Slideshow image

One of the major themes in 1 Peter is the exhortation to be faithful amidst suffering. Peter's audience (and all who would faithfully follow Christ as exiles in a hostile world) often find themselves on the receiving end of painful mistreatment for the sake of Christ.

But all this talk of persecution invites a question: why are Christians persecuted? What is it about Christianity that for two thousand years has consistently invited persecution? Peter’s letter seems to indicate that we suffer because of our holiness.

Notice 1 Peter 2:12—Keep your conduct among the Gentiles honorable, so that when they speak against you as evildoers, they may see your good deeds and glorify God on the day of visitation. Do you see what Peter is doing? He’s saying that when the world sees your honorable, holy conduct they will speak evil against you. Or look at 2:20—For what credit is it if, when you sin and are beaten for it, you endure? But if when you do good and suffer for it you endure, this is a gracious thing in the sight of God. Once again it is the believer’s holiness that encourages the world’s hostility.

Why is this? Because personal holiness is a form of rebuke, isn’t it? When Christians abstain from the things the world finds appealing, we’re rebuking them with our lives! That’s the point Peter is trying to make in 4:3-5—For the time that is past suffices for doing what the Gentiles want to do, living in sensuality, passions, drunkenness, orgies, drinking parties, and lawless idolatry. (4) With respect to this they are surprised when you do not join them in the same flood of debauchery, and they malign you; (5) but they will give account to him who is ready to judge the living and the dead.

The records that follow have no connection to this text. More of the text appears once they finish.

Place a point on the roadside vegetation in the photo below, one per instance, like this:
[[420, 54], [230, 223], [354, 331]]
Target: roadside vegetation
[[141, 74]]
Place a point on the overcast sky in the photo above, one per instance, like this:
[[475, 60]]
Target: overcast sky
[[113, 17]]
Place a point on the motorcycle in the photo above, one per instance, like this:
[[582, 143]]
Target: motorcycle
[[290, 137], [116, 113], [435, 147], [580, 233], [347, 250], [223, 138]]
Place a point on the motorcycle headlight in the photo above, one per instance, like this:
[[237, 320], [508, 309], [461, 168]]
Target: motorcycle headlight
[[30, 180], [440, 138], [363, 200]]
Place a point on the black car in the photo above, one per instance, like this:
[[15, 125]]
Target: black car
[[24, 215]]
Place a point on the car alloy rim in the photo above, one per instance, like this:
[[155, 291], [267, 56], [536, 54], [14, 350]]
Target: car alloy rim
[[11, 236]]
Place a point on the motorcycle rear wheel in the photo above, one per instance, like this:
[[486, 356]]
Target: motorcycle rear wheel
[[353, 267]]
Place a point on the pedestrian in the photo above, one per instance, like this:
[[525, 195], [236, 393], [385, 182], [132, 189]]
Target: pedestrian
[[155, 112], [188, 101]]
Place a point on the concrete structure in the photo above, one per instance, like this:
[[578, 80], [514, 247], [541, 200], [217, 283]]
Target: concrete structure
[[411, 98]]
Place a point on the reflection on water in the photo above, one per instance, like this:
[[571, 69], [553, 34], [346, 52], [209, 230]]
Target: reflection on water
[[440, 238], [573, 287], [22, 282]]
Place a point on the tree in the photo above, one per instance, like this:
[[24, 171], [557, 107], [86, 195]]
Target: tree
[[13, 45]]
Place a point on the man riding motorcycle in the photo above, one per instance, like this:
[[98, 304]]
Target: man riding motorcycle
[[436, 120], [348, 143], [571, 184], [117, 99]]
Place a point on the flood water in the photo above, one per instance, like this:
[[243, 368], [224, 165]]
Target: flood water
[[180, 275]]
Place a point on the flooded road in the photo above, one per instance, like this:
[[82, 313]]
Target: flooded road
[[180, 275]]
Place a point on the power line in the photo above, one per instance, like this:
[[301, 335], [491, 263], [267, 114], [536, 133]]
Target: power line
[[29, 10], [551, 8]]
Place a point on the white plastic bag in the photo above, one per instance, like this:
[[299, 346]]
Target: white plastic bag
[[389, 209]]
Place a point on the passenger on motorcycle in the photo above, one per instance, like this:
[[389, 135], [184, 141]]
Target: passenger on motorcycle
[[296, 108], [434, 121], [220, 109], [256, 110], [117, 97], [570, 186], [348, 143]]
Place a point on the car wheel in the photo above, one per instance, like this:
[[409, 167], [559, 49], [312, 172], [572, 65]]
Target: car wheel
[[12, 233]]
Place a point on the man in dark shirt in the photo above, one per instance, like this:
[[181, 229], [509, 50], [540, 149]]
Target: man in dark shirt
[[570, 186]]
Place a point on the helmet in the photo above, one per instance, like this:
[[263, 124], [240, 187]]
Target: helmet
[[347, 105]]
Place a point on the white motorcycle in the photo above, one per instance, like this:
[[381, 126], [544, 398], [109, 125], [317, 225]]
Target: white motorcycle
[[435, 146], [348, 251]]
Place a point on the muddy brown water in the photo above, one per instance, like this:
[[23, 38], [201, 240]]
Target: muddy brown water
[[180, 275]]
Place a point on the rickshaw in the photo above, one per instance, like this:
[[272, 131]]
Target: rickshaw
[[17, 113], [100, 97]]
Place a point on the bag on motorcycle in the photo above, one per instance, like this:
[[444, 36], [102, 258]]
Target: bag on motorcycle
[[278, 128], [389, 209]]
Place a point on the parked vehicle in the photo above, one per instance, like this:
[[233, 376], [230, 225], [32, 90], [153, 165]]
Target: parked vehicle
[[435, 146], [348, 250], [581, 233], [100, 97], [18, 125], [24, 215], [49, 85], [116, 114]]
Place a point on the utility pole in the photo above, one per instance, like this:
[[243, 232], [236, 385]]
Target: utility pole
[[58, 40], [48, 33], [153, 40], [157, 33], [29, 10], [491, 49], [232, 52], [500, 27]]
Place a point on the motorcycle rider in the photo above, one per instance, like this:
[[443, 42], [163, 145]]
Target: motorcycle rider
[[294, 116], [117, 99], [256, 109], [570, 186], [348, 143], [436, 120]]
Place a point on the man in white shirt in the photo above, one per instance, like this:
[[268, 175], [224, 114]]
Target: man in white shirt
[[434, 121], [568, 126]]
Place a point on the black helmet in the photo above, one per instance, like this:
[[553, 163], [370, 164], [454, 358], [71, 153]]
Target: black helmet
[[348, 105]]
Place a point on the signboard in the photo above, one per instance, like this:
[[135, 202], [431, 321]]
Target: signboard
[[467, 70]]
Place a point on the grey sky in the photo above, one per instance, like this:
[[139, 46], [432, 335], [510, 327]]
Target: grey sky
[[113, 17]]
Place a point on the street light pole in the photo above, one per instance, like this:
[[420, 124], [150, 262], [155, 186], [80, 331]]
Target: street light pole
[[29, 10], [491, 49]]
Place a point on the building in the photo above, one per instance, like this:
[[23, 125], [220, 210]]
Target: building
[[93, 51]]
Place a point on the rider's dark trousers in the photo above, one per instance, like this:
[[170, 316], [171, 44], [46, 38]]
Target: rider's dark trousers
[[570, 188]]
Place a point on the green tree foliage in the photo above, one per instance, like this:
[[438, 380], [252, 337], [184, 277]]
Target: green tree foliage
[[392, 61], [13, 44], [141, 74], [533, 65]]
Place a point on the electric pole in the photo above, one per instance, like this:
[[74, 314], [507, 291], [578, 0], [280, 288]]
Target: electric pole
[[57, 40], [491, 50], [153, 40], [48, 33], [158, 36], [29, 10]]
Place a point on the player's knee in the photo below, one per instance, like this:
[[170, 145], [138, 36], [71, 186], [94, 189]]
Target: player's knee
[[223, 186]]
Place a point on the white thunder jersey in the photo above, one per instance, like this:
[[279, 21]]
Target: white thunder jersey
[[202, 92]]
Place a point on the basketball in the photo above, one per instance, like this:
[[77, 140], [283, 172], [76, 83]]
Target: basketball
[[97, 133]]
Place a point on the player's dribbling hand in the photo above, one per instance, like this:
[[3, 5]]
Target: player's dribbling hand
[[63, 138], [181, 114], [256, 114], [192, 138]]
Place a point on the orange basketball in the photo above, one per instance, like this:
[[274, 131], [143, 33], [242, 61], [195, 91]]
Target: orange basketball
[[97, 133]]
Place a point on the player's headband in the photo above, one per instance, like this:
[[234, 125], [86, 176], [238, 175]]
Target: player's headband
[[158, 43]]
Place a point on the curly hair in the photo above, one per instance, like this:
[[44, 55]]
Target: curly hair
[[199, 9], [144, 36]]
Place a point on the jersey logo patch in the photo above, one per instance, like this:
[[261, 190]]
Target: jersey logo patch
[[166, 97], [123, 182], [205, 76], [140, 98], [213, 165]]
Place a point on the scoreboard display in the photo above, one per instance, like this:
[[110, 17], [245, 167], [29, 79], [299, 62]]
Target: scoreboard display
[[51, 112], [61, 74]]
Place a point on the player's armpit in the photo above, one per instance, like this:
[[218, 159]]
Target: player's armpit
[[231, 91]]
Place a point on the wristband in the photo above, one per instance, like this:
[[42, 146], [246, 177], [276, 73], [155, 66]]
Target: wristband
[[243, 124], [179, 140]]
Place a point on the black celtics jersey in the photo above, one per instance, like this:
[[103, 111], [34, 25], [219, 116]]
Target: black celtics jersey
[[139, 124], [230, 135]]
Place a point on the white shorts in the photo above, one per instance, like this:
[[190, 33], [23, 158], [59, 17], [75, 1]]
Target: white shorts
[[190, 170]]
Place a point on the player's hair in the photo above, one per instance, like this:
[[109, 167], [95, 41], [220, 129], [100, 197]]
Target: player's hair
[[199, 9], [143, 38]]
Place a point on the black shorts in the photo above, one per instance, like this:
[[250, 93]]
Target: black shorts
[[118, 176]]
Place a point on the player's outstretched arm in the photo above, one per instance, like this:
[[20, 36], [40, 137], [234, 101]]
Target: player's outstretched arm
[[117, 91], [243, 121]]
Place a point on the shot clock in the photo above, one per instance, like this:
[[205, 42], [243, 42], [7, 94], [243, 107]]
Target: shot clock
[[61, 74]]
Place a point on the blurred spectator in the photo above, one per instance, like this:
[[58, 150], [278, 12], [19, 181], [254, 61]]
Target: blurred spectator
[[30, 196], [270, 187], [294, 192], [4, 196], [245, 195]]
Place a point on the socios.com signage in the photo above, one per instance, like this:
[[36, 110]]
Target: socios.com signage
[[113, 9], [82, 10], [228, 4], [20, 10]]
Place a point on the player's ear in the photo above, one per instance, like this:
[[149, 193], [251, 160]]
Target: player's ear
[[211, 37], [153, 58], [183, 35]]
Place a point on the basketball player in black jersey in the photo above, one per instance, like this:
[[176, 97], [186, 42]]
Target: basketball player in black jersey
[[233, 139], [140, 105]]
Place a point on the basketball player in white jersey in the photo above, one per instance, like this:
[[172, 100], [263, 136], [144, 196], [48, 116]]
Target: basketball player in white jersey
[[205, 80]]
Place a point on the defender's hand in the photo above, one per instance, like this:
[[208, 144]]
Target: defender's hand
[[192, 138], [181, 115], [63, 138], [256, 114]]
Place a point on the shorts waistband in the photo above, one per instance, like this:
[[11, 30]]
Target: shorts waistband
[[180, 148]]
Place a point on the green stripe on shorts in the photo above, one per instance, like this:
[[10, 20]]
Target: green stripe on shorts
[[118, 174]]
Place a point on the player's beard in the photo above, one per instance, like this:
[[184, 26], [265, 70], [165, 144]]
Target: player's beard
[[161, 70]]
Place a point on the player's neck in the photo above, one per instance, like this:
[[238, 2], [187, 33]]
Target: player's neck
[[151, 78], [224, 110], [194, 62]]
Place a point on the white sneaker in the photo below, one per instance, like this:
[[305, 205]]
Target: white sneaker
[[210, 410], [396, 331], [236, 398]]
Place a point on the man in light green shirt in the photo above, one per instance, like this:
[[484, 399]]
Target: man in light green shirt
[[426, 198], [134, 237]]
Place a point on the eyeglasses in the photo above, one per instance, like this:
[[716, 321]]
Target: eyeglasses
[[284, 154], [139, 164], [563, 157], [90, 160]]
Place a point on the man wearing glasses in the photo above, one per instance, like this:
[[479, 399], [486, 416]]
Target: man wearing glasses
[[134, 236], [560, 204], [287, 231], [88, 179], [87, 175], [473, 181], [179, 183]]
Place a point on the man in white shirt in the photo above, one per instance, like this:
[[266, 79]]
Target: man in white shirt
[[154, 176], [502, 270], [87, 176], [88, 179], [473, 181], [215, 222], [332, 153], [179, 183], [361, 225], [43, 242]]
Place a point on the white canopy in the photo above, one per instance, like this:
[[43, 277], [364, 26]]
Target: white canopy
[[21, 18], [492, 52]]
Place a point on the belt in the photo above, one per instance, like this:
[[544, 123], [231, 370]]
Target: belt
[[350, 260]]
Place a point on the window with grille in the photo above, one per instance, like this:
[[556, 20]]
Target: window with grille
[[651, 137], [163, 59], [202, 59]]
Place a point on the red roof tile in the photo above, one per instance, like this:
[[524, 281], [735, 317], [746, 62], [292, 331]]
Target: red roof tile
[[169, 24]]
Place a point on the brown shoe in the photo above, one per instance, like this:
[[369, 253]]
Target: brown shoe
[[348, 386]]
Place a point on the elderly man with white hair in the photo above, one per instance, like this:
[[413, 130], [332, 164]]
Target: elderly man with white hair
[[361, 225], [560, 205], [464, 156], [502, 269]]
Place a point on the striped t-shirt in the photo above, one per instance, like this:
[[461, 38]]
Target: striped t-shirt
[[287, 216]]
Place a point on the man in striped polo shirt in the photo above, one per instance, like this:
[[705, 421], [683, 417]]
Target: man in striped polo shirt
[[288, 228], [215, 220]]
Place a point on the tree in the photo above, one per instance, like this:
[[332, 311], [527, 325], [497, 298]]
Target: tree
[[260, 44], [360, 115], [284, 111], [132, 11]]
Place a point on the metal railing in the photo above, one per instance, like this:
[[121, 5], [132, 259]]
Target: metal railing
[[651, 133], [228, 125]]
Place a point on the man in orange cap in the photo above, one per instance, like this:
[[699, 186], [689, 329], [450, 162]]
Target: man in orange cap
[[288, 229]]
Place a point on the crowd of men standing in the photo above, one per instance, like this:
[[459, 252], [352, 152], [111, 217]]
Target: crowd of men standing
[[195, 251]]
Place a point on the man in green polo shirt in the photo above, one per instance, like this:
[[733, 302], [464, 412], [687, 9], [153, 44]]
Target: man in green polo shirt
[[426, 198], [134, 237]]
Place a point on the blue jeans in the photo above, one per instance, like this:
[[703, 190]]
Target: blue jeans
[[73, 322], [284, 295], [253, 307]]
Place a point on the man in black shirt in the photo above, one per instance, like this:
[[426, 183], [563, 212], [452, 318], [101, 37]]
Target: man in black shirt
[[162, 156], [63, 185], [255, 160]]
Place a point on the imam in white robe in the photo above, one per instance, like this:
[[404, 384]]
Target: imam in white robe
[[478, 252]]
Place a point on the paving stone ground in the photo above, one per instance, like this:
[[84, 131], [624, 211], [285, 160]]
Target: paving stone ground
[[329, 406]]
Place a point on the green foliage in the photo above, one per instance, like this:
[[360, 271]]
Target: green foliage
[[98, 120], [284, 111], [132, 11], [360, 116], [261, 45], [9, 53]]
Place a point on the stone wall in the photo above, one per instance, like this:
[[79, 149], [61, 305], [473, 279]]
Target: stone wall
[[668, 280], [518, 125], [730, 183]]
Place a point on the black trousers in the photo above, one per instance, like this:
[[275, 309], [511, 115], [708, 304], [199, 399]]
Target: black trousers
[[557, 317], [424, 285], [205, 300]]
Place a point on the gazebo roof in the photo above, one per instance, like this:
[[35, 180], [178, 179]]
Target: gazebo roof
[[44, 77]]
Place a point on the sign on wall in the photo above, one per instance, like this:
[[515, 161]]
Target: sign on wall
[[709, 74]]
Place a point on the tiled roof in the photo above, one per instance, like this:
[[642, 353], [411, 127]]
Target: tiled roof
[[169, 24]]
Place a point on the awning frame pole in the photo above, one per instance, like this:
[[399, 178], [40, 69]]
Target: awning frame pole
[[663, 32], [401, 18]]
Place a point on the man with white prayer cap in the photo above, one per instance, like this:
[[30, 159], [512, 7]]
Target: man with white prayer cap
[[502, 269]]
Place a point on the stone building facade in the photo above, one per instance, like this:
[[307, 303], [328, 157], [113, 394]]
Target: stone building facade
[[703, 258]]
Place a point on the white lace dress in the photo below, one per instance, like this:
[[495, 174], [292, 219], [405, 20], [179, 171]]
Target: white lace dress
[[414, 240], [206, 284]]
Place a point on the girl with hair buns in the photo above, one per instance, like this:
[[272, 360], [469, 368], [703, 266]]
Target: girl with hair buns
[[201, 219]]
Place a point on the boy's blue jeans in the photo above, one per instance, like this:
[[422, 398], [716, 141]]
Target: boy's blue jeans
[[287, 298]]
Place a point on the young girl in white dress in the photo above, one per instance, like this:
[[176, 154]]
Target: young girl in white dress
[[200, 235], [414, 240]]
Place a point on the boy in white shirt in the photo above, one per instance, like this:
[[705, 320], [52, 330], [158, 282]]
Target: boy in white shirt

This is what one writer calls suffering “the consequences of not sinning.”[i] It’s part of the battle for holiness. Some of you may have faced this many times in your lives following Jesus. Some of you may be facing it right now. The isolation you face when you say no to that extra drink, or when you refuse to drink altogether. The accusations of legalism when you won’t watch that popular movie or TV show because of its graphic sexual content. The mockery you face on campus when you won’t go to that party. Or the difficulty you have finding a significant other because you refuse to engage in premarital sex, what the Bible calls fornication. Peter isn’t going to lie to you, Christian. That sort of mistreatment is painful. It hurts. Exile is not easy.  

But we persevere amidst persecution because we believe (we really believe) that it's worth it.

[i] Karen H. Jobes, 1 Peter, Baker Exegetical Commentary on the New Testament (Grand Rapids: Baker Academic, 2005), 4.